Sublinear Randomized Algorithms for Skeleton Decompositions

A skeleton decomposition of a matrix $A$ is any factorization of the form $A_{:C} Z A_{R:}$, where $A_{:C}$ comprises columns of $A$, and $A_{R:}$ comprises rows of $A$. In this paper, we investigate the conditions under which random sampling of $C$ and $R$ results in accurate skeleton decompositions.

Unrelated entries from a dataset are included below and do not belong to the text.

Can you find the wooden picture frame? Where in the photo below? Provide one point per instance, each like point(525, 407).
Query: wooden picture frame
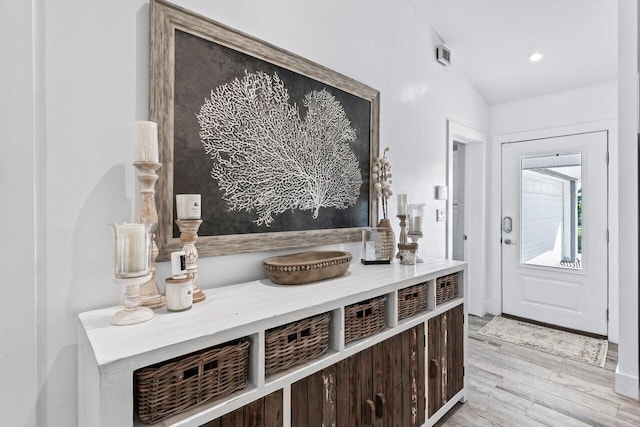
point(181, 40)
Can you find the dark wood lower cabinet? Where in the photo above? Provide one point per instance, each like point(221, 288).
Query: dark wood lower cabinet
point(265, 412)
point(445, 357)
point(380, 386)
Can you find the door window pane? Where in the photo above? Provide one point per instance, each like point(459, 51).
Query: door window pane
point(551, 210)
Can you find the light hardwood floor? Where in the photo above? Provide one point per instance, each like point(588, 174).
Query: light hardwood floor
point(510, 385)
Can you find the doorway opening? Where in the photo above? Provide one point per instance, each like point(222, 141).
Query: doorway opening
point(468, 176)
point(458, 202)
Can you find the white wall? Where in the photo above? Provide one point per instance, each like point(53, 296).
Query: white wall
point(580, 110)
point(94, 72)
point(628, 370)
point(18, 362)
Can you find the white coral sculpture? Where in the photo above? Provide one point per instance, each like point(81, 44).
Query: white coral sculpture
point(381, 177)
point(267, 159)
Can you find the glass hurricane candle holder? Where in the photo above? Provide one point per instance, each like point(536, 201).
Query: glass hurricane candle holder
point(373, 251)
point(414, 232)
point(132, 253)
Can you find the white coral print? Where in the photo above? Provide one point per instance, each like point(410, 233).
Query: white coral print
point(266, 159)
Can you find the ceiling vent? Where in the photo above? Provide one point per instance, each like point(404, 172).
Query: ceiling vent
point(443, 54)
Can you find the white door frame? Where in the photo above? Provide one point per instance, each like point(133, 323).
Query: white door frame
point(494, 276)
point(474, 219)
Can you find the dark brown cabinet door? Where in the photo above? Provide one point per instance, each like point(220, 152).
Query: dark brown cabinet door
point(380, 386)
point(445, 357)
point(265, 412)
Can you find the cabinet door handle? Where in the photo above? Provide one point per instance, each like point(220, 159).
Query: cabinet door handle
point(381, 402)
point(370, 412)
point(433, 368)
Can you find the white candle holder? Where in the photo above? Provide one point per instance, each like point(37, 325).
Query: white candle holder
point(132, 313)
point(415, 226)
point(189, 236)
point(131, 247)
point(147, 213)
point(402, 240)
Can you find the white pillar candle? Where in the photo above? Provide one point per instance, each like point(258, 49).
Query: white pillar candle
point(146, 142)
point(188, 206)
point(132, 252)
point(179, 292)
point(402, 204)
point(415, 224)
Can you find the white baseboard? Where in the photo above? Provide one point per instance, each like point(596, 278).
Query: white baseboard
point(627, 385)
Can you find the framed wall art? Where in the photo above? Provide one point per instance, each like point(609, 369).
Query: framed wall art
point(279, 147)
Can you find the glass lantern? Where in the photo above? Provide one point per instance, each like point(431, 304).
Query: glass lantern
point(414, 230)
point(372, 246)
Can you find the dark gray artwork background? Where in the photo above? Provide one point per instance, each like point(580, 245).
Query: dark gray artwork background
point(200, 66)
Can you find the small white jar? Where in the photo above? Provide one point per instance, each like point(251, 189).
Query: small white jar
point(179, 292)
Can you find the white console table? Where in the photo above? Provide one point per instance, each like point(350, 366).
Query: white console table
point(108, 355)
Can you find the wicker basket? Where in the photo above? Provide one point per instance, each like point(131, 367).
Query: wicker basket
point(171, 387)
point(294, 343)
point(412, 300)
point(446, 288)
point(364, 319)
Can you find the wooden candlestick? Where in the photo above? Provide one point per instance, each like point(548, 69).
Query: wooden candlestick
point(189, 236)
point(147, 176)
point(402, 240)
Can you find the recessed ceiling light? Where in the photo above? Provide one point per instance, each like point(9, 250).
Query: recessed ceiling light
point(535, 57)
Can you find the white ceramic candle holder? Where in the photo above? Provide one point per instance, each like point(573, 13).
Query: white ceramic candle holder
point(189, 236)
point(132, 313)
point(415, 226)
point(131, 254)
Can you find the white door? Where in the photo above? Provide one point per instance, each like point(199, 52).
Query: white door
point(554, 231)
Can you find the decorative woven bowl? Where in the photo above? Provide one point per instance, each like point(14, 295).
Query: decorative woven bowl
point(307, 267)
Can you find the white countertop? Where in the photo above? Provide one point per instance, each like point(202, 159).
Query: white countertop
point(256, 305)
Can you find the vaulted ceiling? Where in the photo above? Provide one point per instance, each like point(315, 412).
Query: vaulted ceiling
point(491, 41)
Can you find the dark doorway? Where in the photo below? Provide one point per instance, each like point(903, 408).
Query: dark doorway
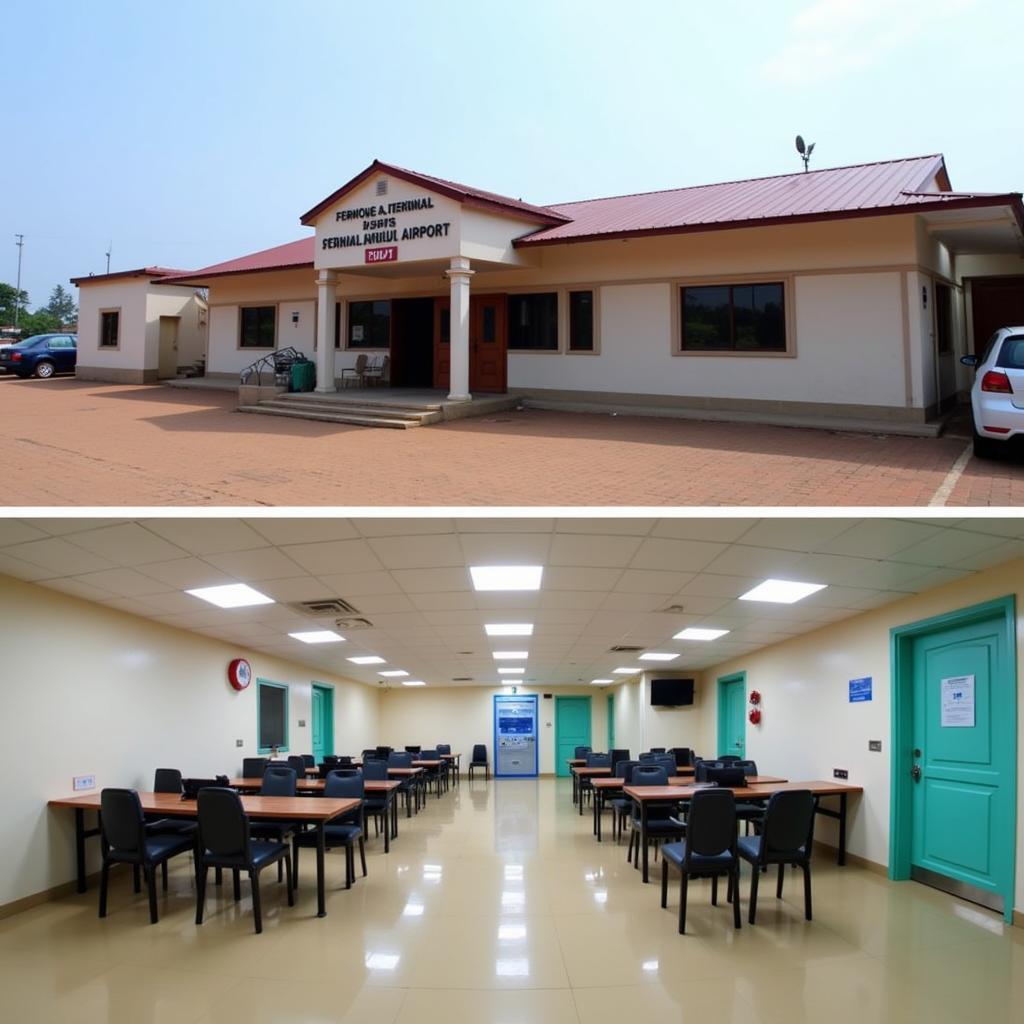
point(995, 302)
point(413, 343)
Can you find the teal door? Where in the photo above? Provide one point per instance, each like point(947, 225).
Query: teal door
point(322, 718)
point(571, 730)
point(963, 761)
point(732, 715)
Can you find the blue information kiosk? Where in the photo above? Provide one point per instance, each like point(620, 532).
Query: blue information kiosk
point(515, 736)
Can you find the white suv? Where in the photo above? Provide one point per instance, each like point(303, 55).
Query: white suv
point(997, 395)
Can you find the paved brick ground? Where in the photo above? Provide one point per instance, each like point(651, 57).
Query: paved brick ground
point(69, 442)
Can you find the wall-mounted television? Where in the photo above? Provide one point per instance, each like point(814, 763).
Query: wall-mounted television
point(671, 692)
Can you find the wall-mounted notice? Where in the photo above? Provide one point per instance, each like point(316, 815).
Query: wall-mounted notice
point(956, 695)
point(860, 689)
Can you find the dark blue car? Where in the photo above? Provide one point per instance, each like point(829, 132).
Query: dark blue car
point(42, 355)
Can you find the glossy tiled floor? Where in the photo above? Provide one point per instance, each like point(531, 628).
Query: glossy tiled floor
point(497, 906)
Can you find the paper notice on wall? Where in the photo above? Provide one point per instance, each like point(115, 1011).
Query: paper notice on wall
point(956, 695)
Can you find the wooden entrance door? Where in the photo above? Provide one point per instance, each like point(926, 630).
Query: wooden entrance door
point(487, 343)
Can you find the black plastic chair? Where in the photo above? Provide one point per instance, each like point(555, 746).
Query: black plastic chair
point(710, 848)
point(126, 842)
point(662, 824)
point(225, 841)
point(786, 838)
point(254, 767)
point(479, 760)
point(343, 830)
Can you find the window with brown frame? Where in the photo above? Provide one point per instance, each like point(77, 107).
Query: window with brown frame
point(258, 327)
point(110, 327)
point(733, 317)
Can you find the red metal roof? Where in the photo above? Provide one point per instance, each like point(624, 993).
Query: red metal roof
point(142, 271)
point(841, 192)
point(460, 193)
point(286, 257)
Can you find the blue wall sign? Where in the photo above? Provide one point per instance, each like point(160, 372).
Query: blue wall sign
point(860, 689)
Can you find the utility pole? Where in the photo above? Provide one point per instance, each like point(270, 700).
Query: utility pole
point(17, 292)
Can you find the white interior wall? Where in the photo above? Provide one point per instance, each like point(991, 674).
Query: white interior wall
point(98, 691)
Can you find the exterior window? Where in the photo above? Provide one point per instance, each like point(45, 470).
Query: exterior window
point(534, 322)
point(581, 322)
point(733, 318)
point(271, 716)
point(258, 327)
point(370, 325)
point(110, 325)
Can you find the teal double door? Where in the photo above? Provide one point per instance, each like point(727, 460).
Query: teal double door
point(954, 758)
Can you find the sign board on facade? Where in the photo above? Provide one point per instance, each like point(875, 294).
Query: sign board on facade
point(860, 689)
point(956, 701)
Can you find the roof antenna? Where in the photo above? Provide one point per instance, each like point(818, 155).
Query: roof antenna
point(805, 152)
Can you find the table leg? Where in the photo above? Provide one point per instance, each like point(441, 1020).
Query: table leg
point(321, 899)
point(80, 847)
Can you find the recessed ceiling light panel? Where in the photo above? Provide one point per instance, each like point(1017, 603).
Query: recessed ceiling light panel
point(695, 633)
point(317, 636)
point(506, 577)
point(231, 595)
point(781, 591)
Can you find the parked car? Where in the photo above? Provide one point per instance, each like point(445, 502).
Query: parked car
point(42, 355)
point(997, 395)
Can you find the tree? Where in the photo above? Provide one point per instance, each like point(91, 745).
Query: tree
point(41, 322)
point(61, 305)
point(8, 295)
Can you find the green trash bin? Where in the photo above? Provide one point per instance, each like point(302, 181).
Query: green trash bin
point(303, 375)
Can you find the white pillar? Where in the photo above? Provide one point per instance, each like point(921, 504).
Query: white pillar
point(459, 275)
point(325, 330)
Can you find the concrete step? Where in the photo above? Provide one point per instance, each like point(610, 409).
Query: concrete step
point(333, 417)
point(341, 409)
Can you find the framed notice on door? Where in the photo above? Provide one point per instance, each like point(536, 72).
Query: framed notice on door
point(956, 701)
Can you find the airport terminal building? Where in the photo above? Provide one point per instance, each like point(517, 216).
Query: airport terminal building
point(846, 294)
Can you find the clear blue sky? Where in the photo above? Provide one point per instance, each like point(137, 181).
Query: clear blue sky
point(190, 132)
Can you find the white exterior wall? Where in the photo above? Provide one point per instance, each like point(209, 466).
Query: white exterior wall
point(138, 695)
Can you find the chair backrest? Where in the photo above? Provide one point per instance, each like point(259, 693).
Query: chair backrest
point(683, 756)
point(254, 767)
point(788, 823)
point(279, 782)
point(343, 785)
point(167, 780)
point(122, 820)
point(701, 767)
point(730, 776)
point(649, 775)
point(711, 825)
point(375, 769)
point(223, 826)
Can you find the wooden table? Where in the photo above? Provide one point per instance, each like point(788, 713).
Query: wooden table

When the singular vectors (or more generally the generating vectors) are incoherent, we show that a simple algorithm returns an accurate skeleton in sublinear $O(\ell^3)$ time from $\ell \simeq k \log n$ rows and columns drawn uniformly at random, with an approximation error of the form $O(\frac{n}{\ell} \sigma_k)$ where $\sigma_k$ is the $k$th singular value of $A$. We discuss the crucial role that regularization plays in forming the middle matrix $U$ as a pseudoinverse of the restriction $A_{RC}$ of $A$ to rows in $R$ and columns in $C$. The proof methods enable the analysis of two alternative sublinear-time algorithms, based on the rank-revealing QR decomposition, which allows us to tighten the number of rows and/or columns to $k$ with error bound proportional to $\sigma_k$. [PUBLICATION ABSTRACT]